When the first earthquake hit Nepal on the 25th April 2015, it felt personal; it was personal, and the television news made it painfully real. The temple steps where Sera and I would sit watching Arun and Mini play had become a pile of rubble, and people were frantically digging for survivors. The scene was played over and over again, each time I watched transfixed and living the what-ifs crowding my imagination. Then there was the line of small spice shops, where I bought Yak Yeti Yak’s spices, collapsing in a cloud of dust. In shock, I noticed the spice seller I knew so well wasn’t amongst those jumping to safety. Later that afternoon came the third blow. Sera managed to get a phone call through to our family in Pokhara. It was a relief to hear the area wasn’t affected until we learned that Sera’s sister had gone to Gorkha near the epicentre and was missing. Our family wasn’t alone; Yak Yeti Yak staff were all affected. It was the worst feeling, being so far away and unable to help. No one felt like working, and we thought about closing Yak Yet Yak for the night. Then the penny dropped, and I realised that rather than closing, if we opened as usual, we could use the evening to raise money to buy aid. With a renewed sense of purpose, we made notices telling customers we were donating 100% of the evening’s takings to helping Nepal, we put plates out for people’s donations. None of us was prepared for the generosity of our customers, by the end of that night, we’d raised enough for a lorry load of food, medicine and shelters. The lorry left Pokhara the next morning, less than 24 hours after the earthquake.

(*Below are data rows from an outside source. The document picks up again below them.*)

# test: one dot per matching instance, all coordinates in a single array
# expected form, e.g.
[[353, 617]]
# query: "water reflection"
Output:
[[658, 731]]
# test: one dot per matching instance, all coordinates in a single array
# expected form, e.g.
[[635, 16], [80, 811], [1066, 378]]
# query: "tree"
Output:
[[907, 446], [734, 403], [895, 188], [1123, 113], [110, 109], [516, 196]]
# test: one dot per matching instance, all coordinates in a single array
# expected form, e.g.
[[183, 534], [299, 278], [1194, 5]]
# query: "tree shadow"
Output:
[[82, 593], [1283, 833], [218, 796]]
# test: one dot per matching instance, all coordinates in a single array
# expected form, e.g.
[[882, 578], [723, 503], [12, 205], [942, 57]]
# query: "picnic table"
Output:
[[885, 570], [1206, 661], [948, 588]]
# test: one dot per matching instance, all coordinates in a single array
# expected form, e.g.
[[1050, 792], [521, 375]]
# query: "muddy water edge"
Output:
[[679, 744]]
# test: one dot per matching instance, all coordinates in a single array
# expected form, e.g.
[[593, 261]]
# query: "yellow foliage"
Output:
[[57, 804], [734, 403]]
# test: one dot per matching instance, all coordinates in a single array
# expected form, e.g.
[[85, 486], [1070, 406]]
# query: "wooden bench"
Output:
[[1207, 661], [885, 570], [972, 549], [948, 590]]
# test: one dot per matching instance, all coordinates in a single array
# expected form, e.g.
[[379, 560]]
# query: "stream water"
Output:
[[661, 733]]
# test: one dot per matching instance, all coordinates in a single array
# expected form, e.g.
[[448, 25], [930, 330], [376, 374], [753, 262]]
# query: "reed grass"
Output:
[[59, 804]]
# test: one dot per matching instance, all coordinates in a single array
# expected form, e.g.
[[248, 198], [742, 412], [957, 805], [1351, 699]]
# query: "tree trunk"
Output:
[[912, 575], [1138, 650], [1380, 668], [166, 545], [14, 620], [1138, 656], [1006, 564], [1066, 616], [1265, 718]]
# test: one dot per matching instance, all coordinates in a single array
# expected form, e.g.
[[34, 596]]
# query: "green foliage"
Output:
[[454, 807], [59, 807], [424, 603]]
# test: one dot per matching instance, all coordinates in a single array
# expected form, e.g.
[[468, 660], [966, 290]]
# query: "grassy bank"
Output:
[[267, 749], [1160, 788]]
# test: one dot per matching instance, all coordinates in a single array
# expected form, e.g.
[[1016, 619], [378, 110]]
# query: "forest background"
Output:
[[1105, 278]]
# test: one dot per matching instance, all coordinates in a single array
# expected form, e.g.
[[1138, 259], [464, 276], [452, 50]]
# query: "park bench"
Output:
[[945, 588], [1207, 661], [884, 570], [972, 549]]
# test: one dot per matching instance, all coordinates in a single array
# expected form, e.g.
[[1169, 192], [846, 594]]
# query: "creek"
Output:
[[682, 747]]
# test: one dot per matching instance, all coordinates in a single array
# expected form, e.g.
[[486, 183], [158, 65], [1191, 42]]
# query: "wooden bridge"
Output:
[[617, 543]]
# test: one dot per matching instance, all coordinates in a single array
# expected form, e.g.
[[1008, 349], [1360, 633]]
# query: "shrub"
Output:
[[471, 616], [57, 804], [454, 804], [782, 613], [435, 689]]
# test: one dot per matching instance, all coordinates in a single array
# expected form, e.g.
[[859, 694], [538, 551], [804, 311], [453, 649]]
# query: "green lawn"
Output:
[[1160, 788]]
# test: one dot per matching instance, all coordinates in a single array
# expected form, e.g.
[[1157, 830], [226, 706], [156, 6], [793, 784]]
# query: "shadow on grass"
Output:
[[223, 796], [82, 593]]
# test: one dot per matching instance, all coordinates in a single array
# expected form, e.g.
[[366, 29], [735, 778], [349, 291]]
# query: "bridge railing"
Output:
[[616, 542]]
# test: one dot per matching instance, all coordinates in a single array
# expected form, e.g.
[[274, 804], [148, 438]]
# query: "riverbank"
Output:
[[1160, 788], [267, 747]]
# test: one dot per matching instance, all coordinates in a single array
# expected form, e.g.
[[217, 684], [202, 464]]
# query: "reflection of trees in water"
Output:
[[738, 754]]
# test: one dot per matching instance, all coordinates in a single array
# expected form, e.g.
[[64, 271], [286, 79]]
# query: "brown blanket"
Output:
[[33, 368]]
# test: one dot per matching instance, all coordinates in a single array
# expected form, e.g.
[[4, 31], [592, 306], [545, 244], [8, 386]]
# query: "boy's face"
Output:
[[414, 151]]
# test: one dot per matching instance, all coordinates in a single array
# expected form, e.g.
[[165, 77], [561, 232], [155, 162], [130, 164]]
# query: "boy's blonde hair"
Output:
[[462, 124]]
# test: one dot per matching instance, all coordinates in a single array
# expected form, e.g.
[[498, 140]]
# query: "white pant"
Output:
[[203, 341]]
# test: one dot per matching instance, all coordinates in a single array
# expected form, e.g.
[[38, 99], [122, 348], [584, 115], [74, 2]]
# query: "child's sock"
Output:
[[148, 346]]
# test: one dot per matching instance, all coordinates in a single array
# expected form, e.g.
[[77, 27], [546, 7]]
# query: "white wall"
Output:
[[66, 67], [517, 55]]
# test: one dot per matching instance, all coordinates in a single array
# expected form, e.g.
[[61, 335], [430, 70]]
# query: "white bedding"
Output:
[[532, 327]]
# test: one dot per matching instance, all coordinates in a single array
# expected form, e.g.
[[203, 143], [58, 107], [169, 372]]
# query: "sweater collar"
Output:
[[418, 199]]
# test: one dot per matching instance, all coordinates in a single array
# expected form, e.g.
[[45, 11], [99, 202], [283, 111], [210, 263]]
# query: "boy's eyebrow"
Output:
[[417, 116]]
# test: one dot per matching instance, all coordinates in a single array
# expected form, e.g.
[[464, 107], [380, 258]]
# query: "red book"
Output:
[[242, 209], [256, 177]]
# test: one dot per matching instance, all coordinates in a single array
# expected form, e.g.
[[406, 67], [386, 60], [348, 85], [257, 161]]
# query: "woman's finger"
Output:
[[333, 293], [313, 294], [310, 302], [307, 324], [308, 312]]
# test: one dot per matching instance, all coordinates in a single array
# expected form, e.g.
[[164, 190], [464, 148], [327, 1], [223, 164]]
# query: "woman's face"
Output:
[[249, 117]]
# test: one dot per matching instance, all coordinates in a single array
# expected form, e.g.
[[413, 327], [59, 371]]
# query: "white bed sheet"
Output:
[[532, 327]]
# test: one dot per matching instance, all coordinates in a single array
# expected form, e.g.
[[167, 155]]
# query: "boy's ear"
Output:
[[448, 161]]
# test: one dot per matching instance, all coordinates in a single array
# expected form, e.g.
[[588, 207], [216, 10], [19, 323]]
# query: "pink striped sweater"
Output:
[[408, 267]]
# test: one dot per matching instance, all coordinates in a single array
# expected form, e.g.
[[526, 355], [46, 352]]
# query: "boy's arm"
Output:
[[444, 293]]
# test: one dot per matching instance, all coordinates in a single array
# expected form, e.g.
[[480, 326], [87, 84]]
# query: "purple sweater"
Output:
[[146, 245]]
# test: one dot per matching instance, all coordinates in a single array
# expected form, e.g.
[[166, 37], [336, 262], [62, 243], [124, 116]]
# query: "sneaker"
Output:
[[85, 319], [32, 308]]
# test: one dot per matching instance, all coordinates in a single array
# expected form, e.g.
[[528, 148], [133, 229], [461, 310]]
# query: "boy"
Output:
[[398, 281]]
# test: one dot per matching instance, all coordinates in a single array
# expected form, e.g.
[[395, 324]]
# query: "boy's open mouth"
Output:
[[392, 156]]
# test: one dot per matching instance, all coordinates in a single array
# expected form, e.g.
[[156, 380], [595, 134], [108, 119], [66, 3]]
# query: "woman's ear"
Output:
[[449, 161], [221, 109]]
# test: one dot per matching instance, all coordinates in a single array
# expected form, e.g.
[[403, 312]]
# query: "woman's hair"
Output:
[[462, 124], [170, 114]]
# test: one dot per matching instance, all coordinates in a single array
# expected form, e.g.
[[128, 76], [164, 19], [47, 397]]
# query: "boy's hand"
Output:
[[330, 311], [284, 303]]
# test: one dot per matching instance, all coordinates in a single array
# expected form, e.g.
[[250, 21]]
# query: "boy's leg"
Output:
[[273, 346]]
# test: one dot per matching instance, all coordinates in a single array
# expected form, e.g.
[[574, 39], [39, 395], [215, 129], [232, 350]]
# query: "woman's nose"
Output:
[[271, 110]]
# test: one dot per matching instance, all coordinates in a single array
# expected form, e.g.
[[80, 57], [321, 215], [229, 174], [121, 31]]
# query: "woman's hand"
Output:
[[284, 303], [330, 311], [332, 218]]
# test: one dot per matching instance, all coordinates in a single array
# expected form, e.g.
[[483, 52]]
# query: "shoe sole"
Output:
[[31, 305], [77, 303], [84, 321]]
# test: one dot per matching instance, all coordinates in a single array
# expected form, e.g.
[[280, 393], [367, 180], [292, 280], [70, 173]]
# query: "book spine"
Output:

People kept donating, and we kept sending help until, after four months, we had reserves, and as the harvest started in Nepal, the days of handouts came to an end. With the help of Yak Yeti Yak customers, we became a registered charity, and I went to Nepal with a healthy budget to find projects to spend it on. It was an extraordinary time, so much devastation and thousands of small isolated communities that hadn’t seen any outside help. We began a 5 year project of rebuilding in the most neglected areas.
YYY Foundation is still going strong, and we’re still working in extremely remote areas, providing IT resources for schools and working to end menstrual discrimination. So far, we’ve helped 10,000 people, and I still can’t quite believe that a small restaurant in Bath could do that.
https://yyyfoundation.com
Oh, and as for Sera’s sister, she turned up the next day, shaken and dusty but otherwise fine. I also found our spice seller, his brother managed to dig him out of the rubble and he’s still supplying our spices today.